Pero Everth Cabrera comenzó a crecer y no solo en estatura y peso, sino también en agallas. Y su carácter se hizo más firme cada día.
Este muchacho, que hoy veremos custodiando el shortstop en el Juego de Estrellas, fue antes torpedero en el Bóer y el Granada.
Y mucho antes en su Nandaime natal, pasando por las ligas infantiles y juveniles, antes de saltar a Mayor A, de donde lo captó Silva.
En el Bóer se recuerda la vez que se le metió la bola en la camisa, mientras el bateador giraba por el cuadro, en una escena divertida.
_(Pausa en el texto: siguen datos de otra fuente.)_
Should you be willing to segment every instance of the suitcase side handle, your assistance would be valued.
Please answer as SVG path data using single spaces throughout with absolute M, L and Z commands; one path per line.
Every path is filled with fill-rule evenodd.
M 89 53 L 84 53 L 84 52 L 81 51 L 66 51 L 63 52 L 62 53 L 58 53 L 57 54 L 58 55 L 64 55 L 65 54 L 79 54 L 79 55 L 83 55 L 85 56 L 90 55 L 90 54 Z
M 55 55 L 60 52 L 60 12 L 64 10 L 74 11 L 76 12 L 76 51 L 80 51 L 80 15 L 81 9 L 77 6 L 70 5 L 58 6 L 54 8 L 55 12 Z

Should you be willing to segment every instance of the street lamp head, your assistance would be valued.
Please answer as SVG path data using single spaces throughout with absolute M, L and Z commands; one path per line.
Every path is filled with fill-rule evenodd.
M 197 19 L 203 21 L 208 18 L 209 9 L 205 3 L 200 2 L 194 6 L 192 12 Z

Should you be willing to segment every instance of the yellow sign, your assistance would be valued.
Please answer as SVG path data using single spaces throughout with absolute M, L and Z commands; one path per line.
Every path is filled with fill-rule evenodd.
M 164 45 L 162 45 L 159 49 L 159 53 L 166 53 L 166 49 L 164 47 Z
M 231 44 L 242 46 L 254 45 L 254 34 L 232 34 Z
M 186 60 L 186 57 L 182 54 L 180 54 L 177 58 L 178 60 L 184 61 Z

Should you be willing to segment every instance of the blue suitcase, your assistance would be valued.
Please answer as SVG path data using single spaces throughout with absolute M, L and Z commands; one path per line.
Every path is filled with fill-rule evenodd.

Pero incluso ahí, Cabrera estaba trabajando en serio. O cuando en el jardín central, se tiró por una pelota que le cayó como a tres metros.
Incluso, un día en Rivas cometió siete errores en el short y Martín Madriz salió corriendo a sacar a Bayardo Dávila del museo.
Pero ese muchacho, que hoy estará en el Cito Field, es ahora un maestro en las paradas cortas y su juego ha subido a un nivel asombroso.
Solo con una tenacidad como la de suya, se puede llegar tan largo. Hoy no solo es ejemplo por su esfuerzo, sino también por resultados.
Un salto desde el estadio Bayardo Morales de Nandaime al Citi Field de Nueva York, solo un grande puede darlo, a pesar de ser chiquito.